Il semble néanmoins que les contribuables n'en ont pas toujours pour leur argent, car de grands projets n'ont obtenu aucun résultat, malgré l'investissement de centaines de millions de dollars. Et les plus petits projets ne sont pas en reste.

Sous le couvert de l'anonymat, un informaticien spécialisé nous a raconté avoir travaillé pendant deux ans à un projet qui devait durer six mois chez Hydro-Québec. «Cela a dû coûter quelques millions, et tout a été abandonné, car certains informaticiens de la maison ne voulaient pas coopérer. Ça changeait les façons de faire», se souvient le spécialiste, qui travaillait alors en sous-traitance à un projet mené par deux grandes firmes en TI.

Appelé en renfort auprès des sociétés d'État, le travailleur autonome a observé avec stupéfaction que beaucoup d'employés du secteur privé sont embauchés à long terme, non pour une expertise spécifique, mais pour faire de la maintenance informatique, «au double ou au triple d'un salarié».

La recette d'un désastre

La gouvernance des projets informatiques de l'État doit être améliorée, plaide Dominic Jaar. Selon lui, le tiers du budget d'un projet devrait être consacré à la gouvernance ; un autre tiers, à l'analyse des besoins, à la communication et à la formation pour faire adopter les nouvelles méthodes ; et le dernier tiers, à l'achat et à l'implantation de la technologie. «Actuellement, 100 % du budget va à l'achat et à l'implantation, ce qui est la recette d'un désastre», analyse-t-il.

En finir avec l'approche paquebot

Il faudrait aussi, selon M. Jaar, scinder les appels d'offres pour favoriser l'innovation.

«Les appels d'offres au Québec sont des paquebots.
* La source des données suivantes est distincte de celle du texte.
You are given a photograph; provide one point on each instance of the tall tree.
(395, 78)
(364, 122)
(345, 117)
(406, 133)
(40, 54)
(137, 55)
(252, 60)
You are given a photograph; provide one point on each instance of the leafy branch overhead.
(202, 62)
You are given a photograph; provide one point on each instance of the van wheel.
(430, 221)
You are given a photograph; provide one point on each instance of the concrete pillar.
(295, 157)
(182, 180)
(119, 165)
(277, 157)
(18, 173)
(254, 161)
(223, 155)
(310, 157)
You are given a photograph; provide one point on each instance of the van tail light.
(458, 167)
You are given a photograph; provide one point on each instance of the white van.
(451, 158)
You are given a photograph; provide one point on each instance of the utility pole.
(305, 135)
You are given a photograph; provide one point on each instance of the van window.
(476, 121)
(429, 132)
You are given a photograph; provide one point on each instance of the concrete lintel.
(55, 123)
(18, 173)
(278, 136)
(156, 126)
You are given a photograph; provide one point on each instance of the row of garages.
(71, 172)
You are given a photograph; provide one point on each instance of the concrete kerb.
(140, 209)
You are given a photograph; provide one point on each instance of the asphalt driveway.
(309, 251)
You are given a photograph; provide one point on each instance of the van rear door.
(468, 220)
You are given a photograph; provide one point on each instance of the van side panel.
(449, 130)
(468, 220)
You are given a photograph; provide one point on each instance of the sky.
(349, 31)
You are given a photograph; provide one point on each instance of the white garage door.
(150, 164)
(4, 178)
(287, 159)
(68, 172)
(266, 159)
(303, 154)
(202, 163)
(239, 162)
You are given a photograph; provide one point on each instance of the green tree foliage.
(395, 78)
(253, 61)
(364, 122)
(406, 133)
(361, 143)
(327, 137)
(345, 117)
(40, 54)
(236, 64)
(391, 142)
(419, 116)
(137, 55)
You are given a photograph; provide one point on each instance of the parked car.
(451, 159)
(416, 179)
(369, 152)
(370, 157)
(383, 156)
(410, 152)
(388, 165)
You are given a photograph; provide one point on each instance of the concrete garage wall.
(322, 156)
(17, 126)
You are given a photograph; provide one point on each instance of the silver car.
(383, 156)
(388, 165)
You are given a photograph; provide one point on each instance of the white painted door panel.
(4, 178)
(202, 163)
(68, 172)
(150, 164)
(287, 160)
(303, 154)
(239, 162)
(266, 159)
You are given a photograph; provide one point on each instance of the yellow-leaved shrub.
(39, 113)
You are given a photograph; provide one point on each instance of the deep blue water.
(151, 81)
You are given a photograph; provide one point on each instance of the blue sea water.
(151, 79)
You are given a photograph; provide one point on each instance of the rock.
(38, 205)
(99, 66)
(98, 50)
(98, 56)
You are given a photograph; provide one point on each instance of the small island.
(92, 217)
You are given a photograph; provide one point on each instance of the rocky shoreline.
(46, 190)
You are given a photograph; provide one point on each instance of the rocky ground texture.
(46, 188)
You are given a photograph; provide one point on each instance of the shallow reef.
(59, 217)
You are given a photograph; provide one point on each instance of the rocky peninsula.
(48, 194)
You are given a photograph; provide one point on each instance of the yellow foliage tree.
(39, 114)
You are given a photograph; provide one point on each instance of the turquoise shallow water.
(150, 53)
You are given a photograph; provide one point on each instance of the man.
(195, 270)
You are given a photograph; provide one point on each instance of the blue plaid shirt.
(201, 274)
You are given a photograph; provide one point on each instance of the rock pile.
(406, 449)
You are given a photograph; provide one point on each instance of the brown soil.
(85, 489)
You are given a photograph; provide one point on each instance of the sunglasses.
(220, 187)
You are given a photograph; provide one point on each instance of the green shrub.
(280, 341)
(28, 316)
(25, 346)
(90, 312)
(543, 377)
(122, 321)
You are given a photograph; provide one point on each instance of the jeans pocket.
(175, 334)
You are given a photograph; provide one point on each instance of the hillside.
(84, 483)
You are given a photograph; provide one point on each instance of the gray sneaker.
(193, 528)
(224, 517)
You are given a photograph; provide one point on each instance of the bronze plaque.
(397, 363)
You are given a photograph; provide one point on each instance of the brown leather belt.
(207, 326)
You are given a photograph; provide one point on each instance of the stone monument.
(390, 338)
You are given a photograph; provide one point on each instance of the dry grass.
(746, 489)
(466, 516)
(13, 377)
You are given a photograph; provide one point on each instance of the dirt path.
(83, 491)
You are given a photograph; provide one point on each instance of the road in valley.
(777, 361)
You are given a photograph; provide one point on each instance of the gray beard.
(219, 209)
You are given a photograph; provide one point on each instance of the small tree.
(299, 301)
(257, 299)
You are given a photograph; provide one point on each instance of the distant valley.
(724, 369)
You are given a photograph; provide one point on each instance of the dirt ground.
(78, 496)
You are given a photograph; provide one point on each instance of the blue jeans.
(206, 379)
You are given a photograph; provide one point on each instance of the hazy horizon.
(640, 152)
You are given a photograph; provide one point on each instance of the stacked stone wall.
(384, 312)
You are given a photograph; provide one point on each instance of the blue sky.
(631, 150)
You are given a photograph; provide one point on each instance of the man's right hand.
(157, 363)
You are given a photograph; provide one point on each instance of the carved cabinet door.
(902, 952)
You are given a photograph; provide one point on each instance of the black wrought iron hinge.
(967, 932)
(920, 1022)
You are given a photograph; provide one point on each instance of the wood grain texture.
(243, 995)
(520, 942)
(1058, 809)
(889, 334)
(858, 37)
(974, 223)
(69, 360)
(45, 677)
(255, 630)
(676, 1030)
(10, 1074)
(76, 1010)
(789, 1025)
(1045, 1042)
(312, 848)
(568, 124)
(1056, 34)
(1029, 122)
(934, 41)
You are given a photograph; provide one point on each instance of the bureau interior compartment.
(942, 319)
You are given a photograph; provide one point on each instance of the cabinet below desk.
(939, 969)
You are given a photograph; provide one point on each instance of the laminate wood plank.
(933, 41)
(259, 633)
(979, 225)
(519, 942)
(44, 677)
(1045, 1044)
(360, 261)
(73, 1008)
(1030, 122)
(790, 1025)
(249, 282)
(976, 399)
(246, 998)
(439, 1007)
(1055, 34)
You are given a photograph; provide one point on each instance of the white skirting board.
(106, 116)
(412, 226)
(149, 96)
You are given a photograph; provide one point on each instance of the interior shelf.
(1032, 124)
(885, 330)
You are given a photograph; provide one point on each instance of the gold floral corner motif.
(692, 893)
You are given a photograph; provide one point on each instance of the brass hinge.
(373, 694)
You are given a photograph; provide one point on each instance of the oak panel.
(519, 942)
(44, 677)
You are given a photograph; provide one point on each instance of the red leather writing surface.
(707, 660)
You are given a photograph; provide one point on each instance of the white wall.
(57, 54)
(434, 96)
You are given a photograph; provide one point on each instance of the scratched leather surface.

Seulement trois firmes peuvent y répondre (en raison des critères exigés) et on s'aliène l'expertise des petites firmes spécialisées.

«À une autre époque, c'était justifié, l'approche paquebot, parce que si on faisait de petits modules séparés, il y avait des problèmes de compatibilité. Mais aujourd'hui, avec l'approche des services Web, les outils peuvent s'intégrer les uns aux autres», dit celui qui a vendu son entreprise de preuve électronique à KPMG.

Appels d'offres

Scinder les appels d'offres favoriserait aussi la concurrence, laquelle a tendance à tirer les prix vers le bas. Cela permettrait probablement aussi une meilleure gestion des projets.

«Dans les gros projets, ils oublient qui fait quoi, remarque le travailleur autonome anonyme auquel nous avons parlé. Le nombre de fois où j'ai été payé 150 $ l'heure chez Loto-Québec à ne rien faire... Je m'en plaignais, mais ça ne donnait rien. Je suis même allé au cinéma une fois. Il n'y a pas de surveillance.»

Dans la capitale, la VETIQ (Voix des entreprises en TI de Québec) note qu'il y a souvent un problème de continuité dans les mandats en informatique : les donneurs d'ordres changent d'orientation selon les gouvernements et les dirigeants qui se succèdent, ce qui fait grimper les coûts.

Au chapitre de la concurrence, l'association cherche à sensibiliser le gouvernement aux compétences des PME en TI et plaide pour l'abolition des barrières qui les empêchent d'offrir leurs services directement. Outre la certification ISO souvent exigée, la question de la propriété intellectuelle, que le gouvernement exige d'obtenir, pose problème ; particulièrement quand une PME possède une expertise de pointe.

«On siège à des comités de travail avec le Conseil du Trésor, qui portent sur la propriété intellectuelle et le logiciel libre (autre source potentielle d'économie), indique le président de la VETIQ, Claude Racine. Mais ça avance à la vitesse à laquelle on veut bien nous consulter... Il faut aussi que le client veuille faire des changements.»